2. Applicability of section 154 for rectification of the omission to charge interest.
3. Whether the issue of charging interest is debatable and thus not rectifiable under section 154.
4. Impact of the appellate order and the resulting tax liability on the charging of interest.

Detailed Analysis:

1. Legality of Charging Interest under Section 139(8):
The Income Tax Officer (ITO) initially charged interest under section 139(8) during the regular assessment under section 143(3). However, while giving effect to the appellate order under section 251, the interest was not charged, which the ITO later rectified under section 154. The assessee contended that charging interest under section 139(8) by treating a registered firm as an unregistered one was unconstitutional and debatable, citing various High Court decisions. The Commissioner (Appeals) noted that the provision of section 139(8) was mandatory and upheld the ITO's action, stating that the income-tax authorities and the Tribunal have no jurisdiction on the legality or constitutionality of the Act's provisions. The Tribunal agreed with the Commissioner (Appeals), referring to the Supreme Court's decision in Jain Bros. v. Union of India, which upheld the imposition of penalties on registered firms treated as unregistered firms for defaults.

2. Applicability of Section 154 for Rectification:
The ITO's omission to charge interest while giving effect to the appellate order was considered a "mistake apparent from the record." The assessee argued that since the issue was debatable, it could not be rectified under section 154. The Commissioner (Appeals) and the Tribunal, however, concluded that the omission was a clear mistake, justifying rectification under section 154. The Tribunal referred to the Supreme Court's decision in Maharana Mills (P.) Ltd. v. ITO, which allowed the ITO to consider all evidence and applicable laws to ascertain errors for rectification purposes.
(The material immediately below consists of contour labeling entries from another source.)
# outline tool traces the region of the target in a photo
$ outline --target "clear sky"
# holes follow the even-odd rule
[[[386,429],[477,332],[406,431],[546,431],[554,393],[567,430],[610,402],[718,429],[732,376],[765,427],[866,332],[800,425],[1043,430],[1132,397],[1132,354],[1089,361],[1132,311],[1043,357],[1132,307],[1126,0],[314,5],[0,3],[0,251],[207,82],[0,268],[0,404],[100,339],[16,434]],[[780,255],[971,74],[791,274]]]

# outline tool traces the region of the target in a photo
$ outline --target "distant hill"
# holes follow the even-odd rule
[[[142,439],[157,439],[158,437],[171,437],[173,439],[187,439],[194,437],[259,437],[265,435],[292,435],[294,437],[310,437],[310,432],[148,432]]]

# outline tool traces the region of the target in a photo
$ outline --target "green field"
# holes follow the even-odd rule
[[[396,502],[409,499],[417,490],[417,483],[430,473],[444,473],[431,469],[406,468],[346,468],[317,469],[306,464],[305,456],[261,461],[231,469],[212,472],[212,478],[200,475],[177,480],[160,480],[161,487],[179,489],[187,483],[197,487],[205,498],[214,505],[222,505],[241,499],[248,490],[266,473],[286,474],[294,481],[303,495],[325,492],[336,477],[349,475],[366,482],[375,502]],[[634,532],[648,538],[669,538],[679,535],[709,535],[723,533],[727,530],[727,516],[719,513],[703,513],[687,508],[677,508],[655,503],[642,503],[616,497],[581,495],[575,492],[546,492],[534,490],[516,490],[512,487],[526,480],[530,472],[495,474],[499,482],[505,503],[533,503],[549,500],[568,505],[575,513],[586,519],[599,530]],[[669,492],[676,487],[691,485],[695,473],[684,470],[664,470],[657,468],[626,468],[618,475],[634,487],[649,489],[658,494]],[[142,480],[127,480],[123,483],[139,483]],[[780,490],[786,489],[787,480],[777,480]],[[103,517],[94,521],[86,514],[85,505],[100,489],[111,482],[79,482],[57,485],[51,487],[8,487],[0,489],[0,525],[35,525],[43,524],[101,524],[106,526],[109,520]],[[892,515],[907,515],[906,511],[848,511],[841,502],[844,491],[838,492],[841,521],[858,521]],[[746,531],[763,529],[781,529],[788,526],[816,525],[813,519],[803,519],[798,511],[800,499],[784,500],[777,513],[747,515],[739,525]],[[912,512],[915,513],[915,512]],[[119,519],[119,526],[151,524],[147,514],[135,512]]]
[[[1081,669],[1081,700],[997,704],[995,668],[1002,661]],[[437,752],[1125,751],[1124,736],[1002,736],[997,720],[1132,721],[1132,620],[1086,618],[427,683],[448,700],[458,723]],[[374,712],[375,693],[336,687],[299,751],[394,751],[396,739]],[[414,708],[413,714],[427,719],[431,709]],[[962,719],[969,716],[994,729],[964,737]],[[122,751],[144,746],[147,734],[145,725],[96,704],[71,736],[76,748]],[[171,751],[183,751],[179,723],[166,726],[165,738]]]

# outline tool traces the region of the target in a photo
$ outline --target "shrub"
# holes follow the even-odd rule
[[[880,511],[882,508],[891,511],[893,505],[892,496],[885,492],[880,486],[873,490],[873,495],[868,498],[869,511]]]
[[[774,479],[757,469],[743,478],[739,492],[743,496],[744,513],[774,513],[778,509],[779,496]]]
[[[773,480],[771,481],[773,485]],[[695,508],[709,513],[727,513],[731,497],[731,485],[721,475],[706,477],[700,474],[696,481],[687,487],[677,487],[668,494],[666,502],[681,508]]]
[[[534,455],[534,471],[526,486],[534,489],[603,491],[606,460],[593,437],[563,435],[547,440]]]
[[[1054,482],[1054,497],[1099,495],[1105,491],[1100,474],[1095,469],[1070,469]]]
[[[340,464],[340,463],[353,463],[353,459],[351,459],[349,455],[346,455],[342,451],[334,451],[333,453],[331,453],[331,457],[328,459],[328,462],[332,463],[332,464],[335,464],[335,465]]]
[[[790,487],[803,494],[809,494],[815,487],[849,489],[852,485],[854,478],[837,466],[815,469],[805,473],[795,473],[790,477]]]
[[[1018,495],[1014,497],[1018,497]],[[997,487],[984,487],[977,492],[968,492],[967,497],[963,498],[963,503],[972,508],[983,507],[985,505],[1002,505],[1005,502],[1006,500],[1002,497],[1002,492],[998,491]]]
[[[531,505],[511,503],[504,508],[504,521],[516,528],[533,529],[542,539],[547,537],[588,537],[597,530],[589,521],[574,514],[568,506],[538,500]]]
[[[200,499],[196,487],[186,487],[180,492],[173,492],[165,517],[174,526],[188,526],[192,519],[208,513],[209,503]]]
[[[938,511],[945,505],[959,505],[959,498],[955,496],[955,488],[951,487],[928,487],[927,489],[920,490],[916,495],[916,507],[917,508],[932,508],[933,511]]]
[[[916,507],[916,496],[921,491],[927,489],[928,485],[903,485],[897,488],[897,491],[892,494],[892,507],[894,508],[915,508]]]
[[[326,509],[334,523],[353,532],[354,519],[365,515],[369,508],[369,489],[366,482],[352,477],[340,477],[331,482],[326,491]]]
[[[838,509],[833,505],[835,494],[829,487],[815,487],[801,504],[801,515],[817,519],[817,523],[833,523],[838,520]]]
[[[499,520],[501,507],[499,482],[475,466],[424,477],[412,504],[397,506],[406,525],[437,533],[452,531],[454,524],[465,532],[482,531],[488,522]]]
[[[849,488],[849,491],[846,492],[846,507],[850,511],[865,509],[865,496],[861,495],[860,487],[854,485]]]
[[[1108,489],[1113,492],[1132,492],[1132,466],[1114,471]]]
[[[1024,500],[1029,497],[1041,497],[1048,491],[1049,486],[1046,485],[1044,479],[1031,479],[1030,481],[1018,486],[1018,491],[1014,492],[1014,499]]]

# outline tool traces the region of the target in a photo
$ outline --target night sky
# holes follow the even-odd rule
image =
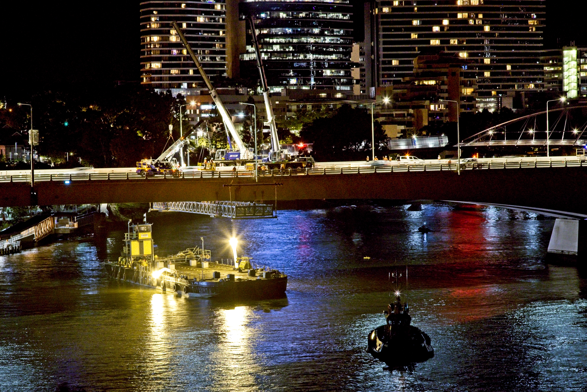
[[[587,45],[582,13],[561,6],[574,2],[546,2],[546,48]],[[139,2],[14,2],[12,9],[6,3],[0,8],[0,99],[45,89],[92,93],[139,79]]]

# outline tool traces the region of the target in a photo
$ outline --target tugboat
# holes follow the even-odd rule
[[[397,284],[397,272],[394,276]],[[395,302],[389,304],[383,312],[387,323],[369,332],[367,352],[387,364],[423,362],[433,357],[434,350],[430,337],[410,325],[407,303],[402,305],[399,290],[395,295]]]
[[[138,225],[129,221],[120,257],[105,263],[111,278],[197,298],[265,299],[285,295],[287,275],[265,266],[254,267],[251,257],[237,257],[235,239],[234,261],[211,261],[203,243],[202,248],[159,258],[154,254],[151,226],[146,218]]]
3. Debatable Issue and Rectification under Section 154:
The assessee argued that the issue of charging interest was highly debatable, citing various High Court decisions. The Tribunal referred to the Calcutta High Court's decision in V.R. Sonti v. CIT, which stated that when different High Courts have expressed divergent opinions, action under section 154 is not warranted. However, the Tribunal found that the Supreme Court's decision in Jain Bros. resolved the issue, making it not debatable and thus rectifiable under section 154.

4. Impact of Appellate Order and Resulting Tax Liability:
The assessee contended that after giving effect to the appellate order and adjusting advance tax, the net tax payable was nil, and thus no interest should be charged. The Commissioner (Appeals) and the Tribunal disagreed, stating that the tax payable should be calculated as if the firm were an unregistered firm, as mandated by Explanation 2 to section 139(8). The Tribunal noted that the ITO had initially charged interest under section 139(8) in the original assessment, and the omission in the subsequent order was a rectifiable mistake.

Conclusion:
The Tribunal upheld the Commissioner (Appeals)'s decision, agreeing that the ITO's action under section 154 was justified. The appeal by the assessee was dismissed, affirming that the charging of interest under section 139(8) treating a registered firm as an unregistered firm was mandatory and not debatable, and the omission to charge interest was a mistake apparent from the record.